Bulgarians and their tomatoes: It’s a connection no one can deny. It shows that the average consumption of fresh tomatoes in Bulgaria stands at around 20 kilos a year per person, a high number also supported by the substantial state funding tomato farmers receive. And yet, the prized Bulgarian tomato is harder to find in its homeland, not to mention abroad.
From top exporter to waning production
A quick glance through the 1960s and 1970s shows that Bulgaria was among the top exporters of tomatoes, ranking at times even first, naturally due to exports to countries behind the Iron Curtain, believed to have reached some 400-500,000 tons a year. At that time, Bulgarians, enjoying juicy tomatoes on everything from a salad to elaborate dish to tomato jam, couldn’t even imagine that one day they’d be filling up their shopping bags with rather bland tasting tomatoes coming from the Netherlands, Spain, Mexico, and Morocco.
Figures from the Bulgarian Ministry of Agriculture show that current tomato production in Bulgaria is nine times smaller than at the height achieved in the 1960s and 1970s, with exports almost disappearing. According to the Ministry of Agriculture, Bulgarian farmers grow around 120-150,000 tons of tomatoes a year. This production falls short of meeting domestic demand, so a further 80-90,000 tons are imported per year. A small part of domestic production is marketed abroad, around 10-15,000 tons, mainly premium products.
Among the reasons for the sorry state of Bulgarian tomato production are inefficient organization of producers, low productivity, and, above all, a shortage of labor. The cost of production itself is high, farmers say, and there are also difficulties relating to irrigation. Rural depopulation is emerging as a very serious problem, both for tomato growing and for all other agricultural production.
Is democracy to blame?
Those airing grievances about the way Bulgaria has been developing after the fall of the Iron Curtain would also add, not meant as irony: “Democracy took away our tomatoes too.” Not so fast. They do not take account of the real facts – especially climate change – where high summer temperatures, periods of drought, and pests affect tomato production, especially those grown not in greenhouses but outdoors. These factors are expected to continue to have an impact in the future.
In August, Shumen-based seamstress Raina Georgieva was busy attending to her clients’ needs, not handing out hemmed garments but bags of her homegrown tomatoes. For many Bulgarians determined to find real Bulgarian tomatoes, word of mouth or trusted sellers at farmers’ markets is one way to do it. For Ms. Georgieva, this was hardly a business transaction: She was happy to send home some of her best clients with a bag of tomatoes “tasting like before.”

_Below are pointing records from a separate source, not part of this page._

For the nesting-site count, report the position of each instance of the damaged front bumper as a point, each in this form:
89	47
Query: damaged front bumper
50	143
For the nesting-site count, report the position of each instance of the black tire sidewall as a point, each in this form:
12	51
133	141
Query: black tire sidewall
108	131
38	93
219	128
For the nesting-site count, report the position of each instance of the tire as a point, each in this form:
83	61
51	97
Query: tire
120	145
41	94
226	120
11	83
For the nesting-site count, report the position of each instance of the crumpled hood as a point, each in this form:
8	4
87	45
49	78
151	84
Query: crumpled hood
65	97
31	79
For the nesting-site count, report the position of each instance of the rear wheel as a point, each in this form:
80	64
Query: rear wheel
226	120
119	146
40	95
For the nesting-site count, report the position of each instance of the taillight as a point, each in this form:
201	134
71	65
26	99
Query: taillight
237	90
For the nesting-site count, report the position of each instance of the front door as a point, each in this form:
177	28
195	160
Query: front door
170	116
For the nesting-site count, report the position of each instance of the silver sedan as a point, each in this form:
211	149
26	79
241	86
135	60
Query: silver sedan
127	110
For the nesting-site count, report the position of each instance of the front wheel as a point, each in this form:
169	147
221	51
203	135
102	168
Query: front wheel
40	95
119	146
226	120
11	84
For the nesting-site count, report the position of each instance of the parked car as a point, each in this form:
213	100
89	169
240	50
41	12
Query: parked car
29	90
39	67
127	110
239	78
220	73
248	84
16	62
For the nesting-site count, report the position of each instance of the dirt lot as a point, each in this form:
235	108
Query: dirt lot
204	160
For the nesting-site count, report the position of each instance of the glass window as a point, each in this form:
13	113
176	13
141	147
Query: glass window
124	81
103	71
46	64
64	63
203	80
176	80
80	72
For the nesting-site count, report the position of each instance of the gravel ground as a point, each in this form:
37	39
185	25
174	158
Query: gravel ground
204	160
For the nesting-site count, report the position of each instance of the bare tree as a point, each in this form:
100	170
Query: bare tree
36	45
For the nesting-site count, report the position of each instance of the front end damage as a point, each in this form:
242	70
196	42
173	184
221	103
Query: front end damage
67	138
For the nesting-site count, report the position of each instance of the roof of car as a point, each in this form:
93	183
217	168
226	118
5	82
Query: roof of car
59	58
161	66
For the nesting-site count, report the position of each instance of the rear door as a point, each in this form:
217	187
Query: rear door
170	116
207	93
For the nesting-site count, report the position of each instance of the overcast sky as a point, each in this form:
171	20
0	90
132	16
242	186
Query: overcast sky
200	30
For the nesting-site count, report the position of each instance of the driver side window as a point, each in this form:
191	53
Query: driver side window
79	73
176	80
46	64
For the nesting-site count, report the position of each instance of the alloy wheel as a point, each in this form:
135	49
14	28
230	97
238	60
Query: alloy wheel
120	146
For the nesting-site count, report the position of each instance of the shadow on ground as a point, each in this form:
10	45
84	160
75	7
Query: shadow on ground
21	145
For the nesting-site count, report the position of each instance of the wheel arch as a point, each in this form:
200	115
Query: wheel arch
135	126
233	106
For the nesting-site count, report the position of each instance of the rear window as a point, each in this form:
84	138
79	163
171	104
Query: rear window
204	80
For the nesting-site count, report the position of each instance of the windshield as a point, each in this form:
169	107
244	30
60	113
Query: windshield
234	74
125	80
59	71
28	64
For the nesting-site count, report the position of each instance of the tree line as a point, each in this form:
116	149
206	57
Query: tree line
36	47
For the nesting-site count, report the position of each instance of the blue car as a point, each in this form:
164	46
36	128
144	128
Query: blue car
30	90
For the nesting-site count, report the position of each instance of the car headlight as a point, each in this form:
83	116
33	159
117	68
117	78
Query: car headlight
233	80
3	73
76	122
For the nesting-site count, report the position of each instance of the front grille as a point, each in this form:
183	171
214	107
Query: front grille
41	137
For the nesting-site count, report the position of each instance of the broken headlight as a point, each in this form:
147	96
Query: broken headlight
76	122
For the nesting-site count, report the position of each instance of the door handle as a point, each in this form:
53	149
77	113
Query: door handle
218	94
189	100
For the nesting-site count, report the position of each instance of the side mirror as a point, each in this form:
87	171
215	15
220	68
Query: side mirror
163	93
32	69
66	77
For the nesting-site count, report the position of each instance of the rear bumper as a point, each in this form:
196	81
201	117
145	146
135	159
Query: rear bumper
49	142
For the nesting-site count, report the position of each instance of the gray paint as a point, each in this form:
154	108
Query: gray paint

Grown predominantly in the south of Bulgaria, good old tomatoes can still be found with some dedication applied. But in comparison to other EU countries, Bulgaria is among the smallest tomato producers. It is hardly a surprise that the tomato crown in Europe goes to Italy, which produces some six million tons of tomatoes annually. As for grumpy shoppers in Bulgaria, in the winter months, they have some tough choices to make: watery tomatoes imported from Turkey and Greece or sweeter but pricier cherry tomatoes from Germany and the Netherlands. But if it’s any consolation, data from Europe shows that tomato production is falling across the continent – around 3% in 2022 – with Morocco and Turkey stepping up to fill the void.
A disappearing market
“Unfortunately, domestically produced tomatoes are disappearing from the market,” Stanislav Yordanov, a tomato grower in the town of Veliki Preslav in northeastern Bulgaria, tells 3Seas Europe. “The Bulgarian tomato has a more tender construction, with excellent taste qualities. It simply melts in the mouth. The imported varieties, on the other hand, are hard-shelled and last longer displayed in the shop. In short, they are more resistant. They do not rot, which is the only reason for the breakthrough in recent years of resistant varieties of tomatoes. Resellers, be it someone on the market or a major grocery store chain, prefer to sell tomatoes that do not spoil. Whereas the Bulgarian tomato is perishable, unlike the varieties imported from abroad.”
While the Bulgarian tomatoes might be harder to find, the brand is still going strong. The proof? “Unscrupulous sellers dare to present foreign vegetables as Bulgarian,” Yordanov adds. “This is not right.”